If you could go shooting in the streets with another photographer, past or present, who would it be and why?
I spent many hours in the library, mesmerised by W. Eugene Smith’s photography. I analysed everything about his images to determine what I loved about them. I believe anyone serious about photography must absorb the work of the masters. To saturate the mind and build a repertoire of ideas to draw upon. I have read that he was a difficult person to be around so I don’t know how our little excursion would’ve worked out.
Finally, what advice would you give to photographers who are just starting out?

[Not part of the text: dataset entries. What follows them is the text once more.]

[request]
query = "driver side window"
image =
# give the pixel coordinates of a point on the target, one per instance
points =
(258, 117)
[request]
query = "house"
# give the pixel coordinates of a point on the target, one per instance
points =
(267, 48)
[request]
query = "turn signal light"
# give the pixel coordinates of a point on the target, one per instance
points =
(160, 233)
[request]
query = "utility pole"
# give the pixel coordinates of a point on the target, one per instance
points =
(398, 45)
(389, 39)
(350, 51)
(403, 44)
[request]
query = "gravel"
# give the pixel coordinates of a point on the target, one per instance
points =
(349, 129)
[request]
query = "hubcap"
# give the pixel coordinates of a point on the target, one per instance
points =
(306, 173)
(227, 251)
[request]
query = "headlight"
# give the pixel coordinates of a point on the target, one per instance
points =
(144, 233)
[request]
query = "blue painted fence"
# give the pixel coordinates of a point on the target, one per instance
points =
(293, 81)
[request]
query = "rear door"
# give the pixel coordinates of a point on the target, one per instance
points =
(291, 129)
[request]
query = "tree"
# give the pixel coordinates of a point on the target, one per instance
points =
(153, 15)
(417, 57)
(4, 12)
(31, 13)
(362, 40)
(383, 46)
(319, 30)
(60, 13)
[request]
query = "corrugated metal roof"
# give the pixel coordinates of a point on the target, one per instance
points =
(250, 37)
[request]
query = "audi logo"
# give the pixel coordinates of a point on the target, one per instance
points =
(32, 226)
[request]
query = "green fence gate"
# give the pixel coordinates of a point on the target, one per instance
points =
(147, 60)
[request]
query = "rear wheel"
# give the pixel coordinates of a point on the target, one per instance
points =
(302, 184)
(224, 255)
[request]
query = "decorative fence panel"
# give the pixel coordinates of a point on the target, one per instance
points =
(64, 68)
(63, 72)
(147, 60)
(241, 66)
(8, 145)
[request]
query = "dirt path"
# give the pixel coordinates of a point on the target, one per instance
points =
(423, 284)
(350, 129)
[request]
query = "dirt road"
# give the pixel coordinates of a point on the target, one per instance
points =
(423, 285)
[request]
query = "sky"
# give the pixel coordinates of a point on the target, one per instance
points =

My advice is to study the work of those who inspire you. As I mentioned, I spent hours in the library studying the intriguing photographs of W Eugene Smith, Capa and Don McCullin working out why certain images appealed to me. I looked at their use of symmetry, composition and that special something that resonated with me.
You have to consume the photographs you love in order to build a repertoire of images in your mind. I heard a comment recently by Don McCullin, telling how his dyslexia led to him studying the images of other great photographers and he had a massive bank of images in his head. Although I’m not dyslexic, I can identify with this.
Dissect the photographs you love, questioning what it is that appeals to you. Study the light, the angles, the lines, and the emotion the image portrays. You can even try to replicate it in your own way.
Most of all, never be disappointed. Some of the best photographs are pure flukes. But remember, you have to be there to make luck happen.
“Some of the best photographs are pure flukes. But remember, you have to be there to make luck happen.”